Si Israël n'existait pas et n'avait pas décidé, grosso modo après le procès Eichmann, de mener campagne partout dans le monde contre l'antisémitisme, on ne saurait pas le centième de ce que l'on sait aujourd'hui sur l'antisémitisme, la passivité de la majorité des populations européennes, les complicités des Etats bourgeois avant et pendant la Seconde Guerre mondiale. Ça, c'est la réalité. Si Israël utilise en partie l'Holocauste pour justifier sa politique colonialiste en Palestine, c'est parce que la gauche et l'extrême gauche se foutaient des Juifs et de l'antisémitisme, pour dire les choses de façon un peu caricaturale.

Amicalement,

Yves Coleman.

John Mullen : réponse

Bonjour Yves !

Une très rapide réponse à certains de tes questionnements, qui sont d'ailleurs les bienvenus.

Pour moi, les deux photos côte à côte d'un nazi et d'un soldat israélien constituent une erreur grave. - L'implication est évidente, que le sionisme soit une forme de fascisme, est radicalement faux.

Il y a, je suis d'accord, un antisémitisme de fond en France depuis très longtemps (chaque sondage à ce sujet le confirme). Néanmoins, dans le contexte d’une campagne sioniste de dénonciation de l'antisémitisme en France pour construire l'Etat d'Israël, déclarations de ministres israéliens à l’appui, il me semble important de souligner les liens entre les actes contre les lieux de culte et les Juifs en France, et la situation au Moyen Orient. Il ne faut pas non plus oublier les attaques du BETAR, une milice paramilitaire sioniste, en France récemment.

Dans chacune des manifs Palestine auxquelles j'ai participé, tout antisémitisme a été dénoncé par la quasi-totalité des manifestants et des organisateurs. Ce n'est pas dire que les actes antisémites ne sont pas graves, mais que la campagne actuelle qui cherche à rejeter la faute sur les Arabes est dangereuse. L'Etat d'Israël, bien sûr, puisqu'il déclare parler AU NOM DE TOUS LES JUIFS fabrique ainsi de l'antisémitisme à la chaîne. Les gens qui se sentent solidaires des Palestiniens, tués et traités comme du bétail dans l'indifférence des autres gouvernements, en concluent que ce n'est pas seulement la faute de Sharon mais de tous les Juifs, puisque c'est ce que disent l'Etat d'Israël et un certain nombre de dirigeants des organisations de la communauté juive.

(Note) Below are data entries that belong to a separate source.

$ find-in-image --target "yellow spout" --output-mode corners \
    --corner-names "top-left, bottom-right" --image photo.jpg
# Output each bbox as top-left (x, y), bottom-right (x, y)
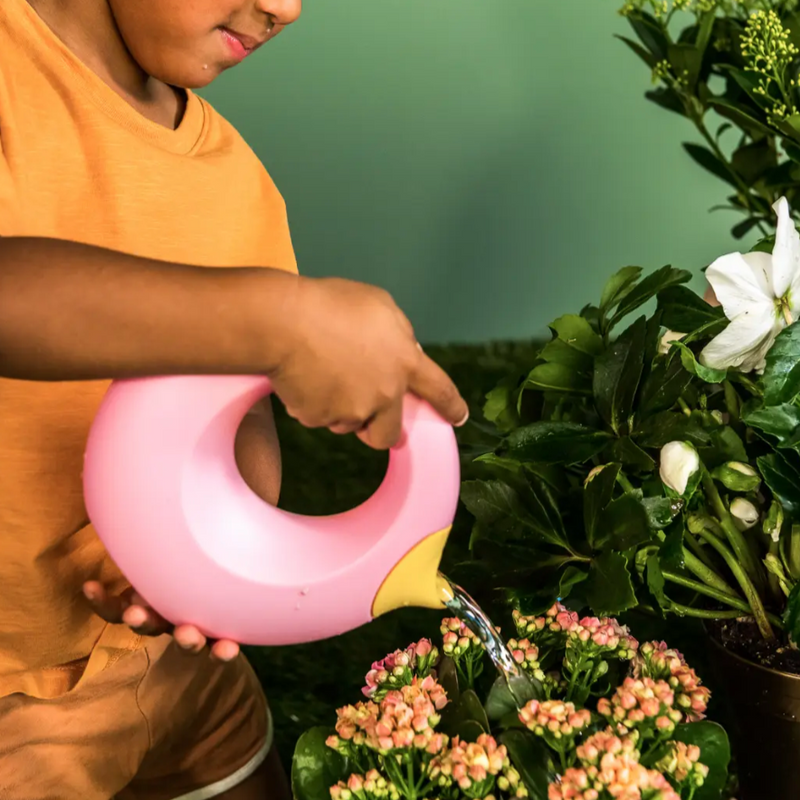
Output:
top-left (371, 527), bottom-right (453, 618)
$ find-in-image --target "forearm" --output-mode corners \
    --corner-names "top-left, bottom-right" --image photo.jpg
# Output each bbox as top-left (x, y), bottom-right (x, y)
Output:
top-left (235, 400), bottom-right (282, 506)
top-left (0, 236), bottom-right (300, 381)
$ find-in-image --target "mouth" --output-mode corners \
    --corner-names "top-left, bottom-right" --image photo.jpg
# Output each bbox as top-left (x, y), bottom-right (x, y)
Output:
top-left (218, 27), bottom-right (266, 62)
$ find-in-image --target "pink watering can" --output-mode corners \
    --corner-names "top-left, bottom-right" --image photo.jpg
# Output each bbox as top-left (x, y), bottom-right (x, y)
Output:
top-left (83, 376), bottom-right (460, 646)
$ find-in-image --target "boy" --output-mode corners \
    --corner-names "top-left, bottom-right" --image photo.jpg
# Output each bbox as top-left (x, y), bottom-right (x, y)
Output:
top-left (0, 1), bottom-right (469, 798)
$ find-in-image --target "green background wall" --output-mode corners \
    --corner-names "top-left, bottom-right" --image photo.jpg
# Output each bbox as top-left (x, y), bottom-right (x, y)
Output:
top-left (202, 0), bottom-right (752, 344)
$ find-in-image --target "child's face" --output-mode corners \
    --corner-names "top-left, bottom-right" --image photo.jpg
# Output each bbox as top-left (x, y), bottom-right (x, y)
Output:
top-left (107, 0), bottom-right (302, 88)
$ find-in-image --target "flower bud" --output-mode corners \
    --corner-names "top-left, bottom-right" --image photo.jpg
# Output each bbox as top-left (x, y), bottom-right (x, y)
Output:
top-left (712, 461), bottom-right (761, 493)
top-left (659, 441), bottom-right (701, 497)
top-left (659, 330), bottom-right (686, 355)
top-left (731, 497), bottom-right (759, 531)
top-left (764, 500), bottom-right (784, 543)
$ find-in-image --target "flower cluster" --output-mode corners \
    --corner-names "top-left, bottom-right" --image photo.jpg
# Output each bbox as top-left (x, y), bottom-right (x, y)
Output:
top-left (330, 771), bottom-right (400, 800)
top-left (655, 742), bottom-right (710, 790)
top-left (363, 638), bottom-right (438, 700)
top-left (548, 756), bottom-right (680, 800)
top-left (429, 734), bottom-right (511, 798)
top-left (632, 641), bottom-right (711, 722)
top-left (575, 730), bottom-right (639, 766)
top-left (597, 678), bottom-right (683, 738)
top-left (441, 617), bottom-right (485, 657)
top-left (328, 676), bottom-right (448, 756)
top-left (519, 699), bottom-right (593, 752)
top-left (507, 637), bottom-right (545, 681)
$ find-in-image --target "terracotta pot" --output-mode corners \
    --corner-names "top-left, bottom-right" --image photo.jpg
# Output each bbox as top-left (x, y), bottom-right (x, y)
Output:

Il est évident que cet Etat apparaît aux yeux de la majorité des Juifs de ce monde comme une garantie contre les pires excès de l'antisémitisme ; mais je crois que c'est un piège absolu. L'Etat d'Israël ne protège pas contre l'antisémitisme (une partie des dirigeants ne voudraient pas le faire). Je ne peux pas retracer ici l'histoire du sionisme, mais il me semble qu'une partie de sa nature est de refuser la lutte contre l'antisémitisme en faveur d'une séparation des Juifs. C'est Abram Léon dans son livre "Critique matérialiste de la question juive" qui me semble avoir mieux expliqué l'histoire.